Last week, Kuala Lumpur Mayor Datuk Nor Hisham Ahmad Dahlan mentioned a proposal to shorten the operating hours of entertainment centres in the city to 1am starting January. He went on to say that outlets catering for foreigners would be exempted from such rules and allowed to stay open until 5am.
“If nightclubs close earlier, people can sleep early and improve their health,” Nor Hisham said.
Then, Federal Territories Minister Khalid Samad, taking his cue from Nor Hisham, said City Hall would also review the operating hours of a few outlets that had been given special permission to stay open until 5am to cater for tourists but which had abused that privilege by allowing locals in.
Khalid took a different stance, suggesting that patrons of entertainment outlets should spend more time and money on their families rather than at entertainment outlets.

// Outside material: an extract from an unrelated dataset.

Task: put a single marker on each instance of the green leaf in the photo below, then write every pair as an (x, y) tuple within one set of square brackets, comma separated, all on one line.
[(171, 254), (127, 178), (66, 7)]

The reason that City Hall receives numerous complaints from the public about noise and other disturbances does not hold water because the police can be called in when the peace is disturbed, plain and simple.
Why should there be two sets of opening hours for tourists and locals and how will the entertainment outlet operators enforce them?
While the justification given for this ruling may be noble, the people should be given the freedom to choose and the government should be careful not to turn Kuala Lumpur into a “nanny state”.
Furthermore, well-run entertainment outlets create a vibrant environment in the city for locals and tourists alike. On this matter, Malaysian Association of Tour and Travel Agents president Datuk Tan Kok Liang hit the nail on the head when he said, “The reasons given are frivolous but the repercussions could be great.”